Singapore’s rise to the world’s most competitive economy, Singapore's R&D, Singapore’s Internet economy, The Demand for Visual Search, the world’s leading residence operators
ASEAN(Association of Southeast Asian Nations) is the fifth-largest economy in the world and home to over 670 million people covering 10% of the global population. And half of them are categorised as middle-class by 2030. ASEAN’s GDP is $2.4 trillion which is 25% larger than India’s Economy in 2013.
In ASEAN, Singapore has become a crucial base for international businesses and multinational corporations (MNCs) who are looking to capitalize on the growth and resilience of Southeast Asian markets, a position that has only proliferated stronger amid the global pandemic.
Singapore leads the 3rd position in the world’s most competitive economy switching the place with the US since 2010.
Singapore’s escalated to the top position was driven by its advanced technological infrastructure, the availability of skilled labor, favorable immigration laws, and structured ways to set up new businesses. Hong Kong held on to second place, because of tax and business policy environment and access to business finance.
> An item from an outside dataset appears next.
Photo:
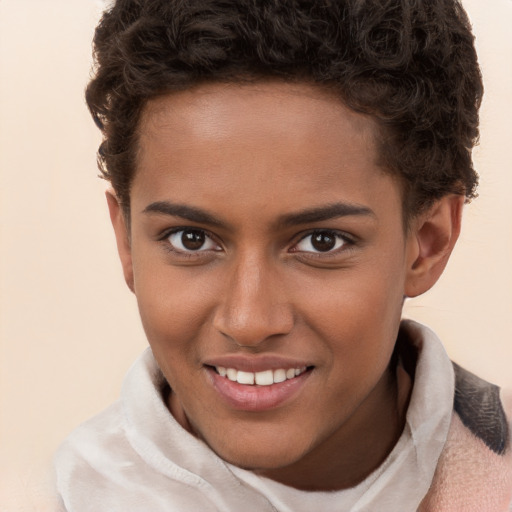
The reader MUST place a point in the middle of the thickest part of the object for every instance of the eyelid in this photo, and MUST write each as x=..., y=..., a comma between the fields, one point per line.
x=164, y=238
x=348, y=241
Economists contemplate competitiveness as a vital factor for the long-term health of a country’s economy as it empowers businesses to achieve sustainable growth, generates jobs, and, ultimately, enhance the welfare of citizens..
The ranking accounts to various factors of “hard” statistics like unemployment, GDP and government spending on health and education, and also the “soft” data from an Executive Opinion Survey covering topics like social cohesion, globalization and corruption.
This information is categorized into economic performance, infrastructure, government efficiency and business efficiency.
Therefore, the Asia-Pacific region emanates as a beacon for competitiveness with 11 out of 14 economies either enhancing or holding their ground, led by Singapore and Hong Kong at top of the global chart.
Additionally , Singapore is also the dominant country in ASEAN(Association of Southeast Asian Nations) termed as a Global hub of business.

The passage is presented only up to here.